Spartacus, filme por Stanley KUBRICK

§ 1. Não só Spartacus não conseguiu libertar-se de Roma, como não pôde se libertar da condição humana. Gerado pelo desejo de poder de Spartacus, e também de seu desejo declarado pela Gnose (“quero saber tudo“), seu filho supostamente livre poderia a qualquer momento se tornar um cidadão proprietário de escravos, ou um novo escravo ele próprio. Dependeria que sua mãe lhe testemunhasse as origens e certos valores, mas essa transmissão sempre poderia falhar, ou simplesmente ser rejeitada pela pressão muito mais imediata e inclemente das necessidades e circunstâncias da vida humana. Esses mesmos elementos que geraram a prática da escravidão em primeiro lugar. Essa é a falha dos rebeldes: não percebem que são como os romanos, apenas desde um outro ponto de vista. Qual é, enfim, a natureza real da escravidão, e da própria liberdade? Isso é apenas muito levemente tocado por esta história de luta contra a opressão romana.

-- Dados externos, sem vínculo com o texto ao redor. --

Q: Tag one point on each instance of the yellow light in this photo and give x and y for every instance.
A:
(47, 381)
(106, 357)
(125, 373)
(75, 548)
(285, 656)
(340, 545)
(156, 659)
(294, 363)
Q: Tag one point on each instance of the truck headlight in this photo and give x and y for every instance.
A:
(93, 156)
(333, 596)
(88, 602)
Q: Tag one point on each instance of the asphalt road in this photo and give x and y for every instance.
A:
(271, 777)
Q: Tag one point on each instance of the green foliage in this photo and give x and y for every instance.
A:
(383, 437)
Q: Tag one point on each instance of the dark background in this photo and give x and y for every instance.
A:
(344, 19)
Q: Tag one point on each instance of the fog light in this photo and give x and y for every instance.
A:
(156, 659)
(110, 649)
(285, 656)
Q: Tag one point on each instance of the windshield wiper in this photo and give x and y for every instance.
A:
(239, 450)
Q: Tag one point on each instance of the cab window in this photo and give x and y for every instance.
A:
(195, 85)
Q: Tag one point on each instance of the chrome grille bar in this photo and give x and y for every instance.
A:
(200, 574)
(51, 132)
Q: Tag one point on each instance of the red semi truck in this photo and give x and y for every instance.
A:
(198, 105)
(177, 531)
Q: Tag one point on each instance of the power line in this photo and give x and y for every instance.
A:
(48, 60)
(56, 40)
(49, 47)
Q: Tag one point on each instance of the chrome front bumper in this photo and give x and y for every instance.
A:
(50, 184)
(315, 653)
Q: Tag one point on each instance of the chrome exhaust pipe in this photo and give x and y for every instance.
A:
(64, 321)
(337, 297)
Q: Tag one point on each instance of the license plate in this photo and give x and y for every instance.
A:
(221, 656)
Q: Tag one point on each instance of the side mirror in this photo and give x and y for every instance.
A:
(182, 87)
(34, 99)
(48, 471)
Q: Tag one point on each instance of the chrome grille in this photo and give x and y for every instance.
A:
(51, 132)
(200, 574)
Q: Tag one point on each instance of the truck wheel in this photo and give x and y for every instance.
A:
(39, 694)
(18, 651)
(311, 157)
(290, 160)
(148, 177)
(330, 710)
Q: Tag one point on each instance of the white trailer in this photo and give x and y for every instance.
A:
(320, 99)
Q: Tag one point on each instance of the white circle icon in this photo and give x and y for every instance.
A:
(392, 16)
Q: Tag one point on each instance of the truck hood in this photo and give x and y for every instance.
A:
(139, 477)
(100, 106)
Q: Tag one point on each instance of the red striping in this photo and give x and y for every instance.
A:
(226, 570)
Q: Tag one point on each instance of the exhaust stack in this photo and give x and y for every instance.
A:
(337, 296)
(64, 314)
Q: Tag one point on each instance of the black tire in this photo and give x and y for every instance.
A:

§ 2. O próprio Spartacus assume as suas incertezas. Está consciente, pela liberdade conquistada, da indeterminação moral da sua recém adquirida condição de homem livre. Ser livre é ser responsável, mas quem sabe o que é o Bem? Nosso protagonista tem um conhecimento intuitivo do que é viver como escravo, e já antecipa a solução da morde nesta condição, ainda que não conheça a promessa da Ressurreição. Mas já tem metade do Caminho da Salvação. Diz: “um escravo, ao morrer, perde a sua dor“. Já sabe que a morte é uma espécie e libertação. Mais tarde, no seu grande discurso ao exército dos escravos libertos, ele afirma: “talvez não haja paz neste mundo, nem para nós nem para ninguém“. É um testemunho espiritual contra a grande ilusão do Paraíso terrestre, embora ainda esteja bastante inconsciente desse sentido mais profundo. E confessa finalmente para sua esposa, Varínia, que está grávida de seu filho, antes da última grande batalha em que será derrotado: “sinto que começamos uma coisa que não acabará nunca“. Exato. Ele já ouviu o galo cantar, mas ainda não sabe onde. Spartacus diz para a mulher que sente-se sozinho, mesmo ao lado dela, e que reza para um Deus desconhecido, o Deus dos escravos, e lhe pede apenas que lhe dê um filho que seja livre. Uma grande ironia cheia de simbolismo. Querendo produzir a liberdade, só reproduziu a escravidão. Ainda assim, sua confissão de ignorância dá-nos um toque suficientemente inspirador no sentido do dom da Humildade.

§ 3. Sem a renúncia voluntária e consciente ao Pacto Ouroboros não pode haver o fim da verdadeira escravidão, que é a do Pecado Original, da Pretensão e da Idolatria da vida sem Deus. Todas as revoluções políticas são apenas giros da roda da história em torno do eixo fixo do Pecado Original, movimentos internos da Dialética do Ouroboros. Solve et coagula, ordo ab chaos. A verdadeira liberdade não é uma conquista humana, mas uma concessão divina. “Conhecereis a verdade, e a verdade vos libertará“. A conquista humana é a do sacrifício do Orgulho, um sacrifício de comunhão que é agradável à Deus. E a verdade libertadora é a do Evangelho, dos dons de Presença e os demais, inclusive o da Vigilância através do qual o Espírito Santo nos denuncia as mentiras do espírito do mundo, especialmente a perversidade do Pacto Ouroboros.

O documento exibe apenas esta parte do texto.